Le chef de file de la CFDT a conquis une autorité nouvelle. Il offre ainsi à la démocratie un môle de résistance au populisme.

Il a changé de stature et, par là-même, de statut. La statue sera pour plus tard… Depuis le début du mouvement contre la réforme des retraites, Laurent Berger a pris un ascendant incontesté sur le mouvement syndical français.
Une expression claire, musclée quand il le faut, conciliante quand il le juge nécessaire, lui a permis d’occuper le devant de la scène. C’est lui qui a défini la ligne : manifestations massives, grèves ciblées et maîtrisées, unité d’action, strict légalisme. Même après le couperet du 49-3 et malgré les violences perpétrées par les plus radicaux – surtout par les black bloc, spécialisés dans la provocation et l’aide aux gouvernements en difficulté – cette ligne a été maintenue et le mouvement est toujours dirigé, pour l’essentiel, par une intersyndicale unie autour de son leader naturel.

Derrière ce Berger, nul troupeau. Seulement des responsables syndicaux conscients de la justesse des mots d’ordre proposés par la CFDT, première organisation de salariés en France.
Du coup, ce pays de faiblesse syndicale et de poussées protestataires anarchiques se retrouve doté d’une représentation salariale responsable et forte. Il n’y a pas de social-démocratie en France, dit-on souvent. C’était vrai, en raison de la stricte séparation entre partis et syndicats. Il y en a une, désormais, que la gauche politique, plutôt que de jouer la surenchère et l’obstruction, serait bien inspirée de suivre : c’est la CFDT.

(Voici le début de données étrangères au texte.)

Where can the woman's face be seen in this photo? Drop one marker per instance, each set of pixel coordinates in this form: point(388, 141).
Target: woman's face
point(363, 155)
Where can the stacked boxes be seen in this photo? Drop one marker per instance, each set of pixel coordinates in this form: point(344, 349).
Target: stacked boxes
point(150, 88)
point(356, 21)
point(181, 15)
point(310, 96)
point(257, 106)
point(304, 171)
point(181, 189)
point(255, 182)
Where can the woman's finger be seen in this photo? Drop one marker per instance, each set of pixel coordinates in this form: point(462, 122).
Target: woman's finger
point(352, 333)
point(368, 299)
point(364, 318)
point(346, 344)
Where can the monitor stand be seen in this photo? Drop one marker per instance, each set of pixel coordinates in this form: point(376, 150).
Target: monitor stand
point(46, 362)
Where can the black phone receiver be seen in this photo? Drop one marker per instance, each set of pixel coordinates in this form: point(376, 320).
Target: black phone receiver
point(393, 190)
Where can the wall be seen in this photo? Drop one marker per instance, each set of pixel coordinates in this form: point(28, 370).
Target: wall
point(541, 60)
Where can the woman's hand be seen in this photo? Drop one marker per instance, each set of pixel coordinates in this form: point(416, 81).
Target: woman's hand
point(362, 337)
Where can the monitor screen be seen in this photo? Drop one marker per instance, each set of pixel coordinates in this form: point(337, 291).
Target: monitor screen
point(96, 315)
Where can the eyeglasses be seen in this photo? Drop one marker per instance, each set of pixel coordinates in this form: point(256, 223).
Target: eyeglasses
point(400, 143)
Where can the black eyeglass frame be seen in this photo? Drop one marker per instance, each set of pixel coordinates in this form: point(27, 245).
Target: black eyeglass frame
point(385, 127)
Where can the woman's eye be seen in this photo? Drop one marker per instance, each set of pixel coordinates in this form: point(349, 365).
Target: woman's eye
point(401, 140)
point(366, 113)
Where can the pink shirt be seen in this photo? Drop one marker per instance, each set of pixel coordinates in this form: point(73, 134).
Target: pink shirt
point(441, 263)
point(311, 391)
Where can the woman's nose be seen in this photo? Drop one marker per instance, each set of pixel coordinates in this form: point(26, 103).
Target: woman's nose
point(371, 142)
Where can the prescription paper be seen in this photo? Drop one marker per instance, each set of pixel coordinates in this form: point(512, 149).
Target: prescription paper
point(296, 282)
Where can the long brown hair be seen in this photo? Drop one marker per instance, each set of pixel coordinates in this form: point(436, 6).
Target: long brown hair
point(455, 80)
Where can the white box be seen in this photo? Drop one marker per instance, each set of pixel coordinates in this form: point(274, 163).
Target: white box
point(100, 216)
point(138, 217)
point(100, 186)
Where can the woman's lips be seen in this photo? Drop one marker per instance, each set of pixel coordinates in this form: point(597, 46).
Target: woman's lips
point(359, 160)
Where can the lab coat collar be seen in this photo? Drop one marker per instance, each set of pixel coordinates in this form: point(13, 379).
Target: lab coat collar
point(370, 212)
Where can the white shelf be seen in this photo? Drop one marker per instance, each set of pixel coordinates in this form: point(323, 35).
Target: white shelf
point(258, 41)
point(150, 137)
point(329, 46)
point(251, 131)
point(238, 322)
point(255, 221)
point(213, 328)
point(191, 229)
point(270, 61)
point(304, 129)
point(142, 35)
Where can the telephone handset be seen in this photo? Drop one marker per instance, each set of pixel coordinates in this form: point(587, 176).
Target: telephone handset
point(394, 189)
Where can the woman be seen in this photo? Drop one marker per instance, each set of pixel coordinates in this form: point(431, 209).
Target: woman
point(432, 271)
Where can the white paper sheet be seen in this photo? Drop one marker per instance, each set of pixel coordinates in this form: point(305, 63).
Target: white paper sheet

Car le raisonnement de Berger n’est pas seulement social. Il est éminemment politique. Après le mouvement des gilets jaunes, où les organisations de travailleurs ont brillé par leur absence au profit d’une révolte confuse et sans stratégie, Berger se faisait Cassandre la prophétesse. Les partis politiques responsables, disait-il, se sont affaissés devant la montée d’un double populisme agressif et dangereux. Si rien ne change, ajoutait-il, ce sera bientôt le tour des syndicats.
Le danger est écarté, en tout cas pour l’instant : même si la réforme passe in fine, le mouvement ouvrier a retrouvé dans la lutte un lustre qu’il avait perdu depuis longtemps et qui le met en position, bien plus que les boutefeus de la gauche radicale, de canaliser et d’orienter la colère populaire.

Dépités et furieux, les macroniens jouent les victimes sous les coups bien ajustés que leur inflige Berger. C’est bien montrer à quel point ils comprennent mal la société française. Dans ce pays miné par l’abstention, la montée des extrêmes et la désinvolture du pouvoir à l’égard du dialogue social, la démocratie est en péril. Au milieu de cette tempête, l’autorité nouvelle de la CFDT lui fournit une bouée de sauvetage. À tel point que certains ont parlé pour lui d’une candidature à l’Élysée. L’intéressé a sèchement décliné. Laurent Berger ne sera pas le leader que la gauche espère. En revanche, par son nouveau statut, il lui donne un exemple et un cap.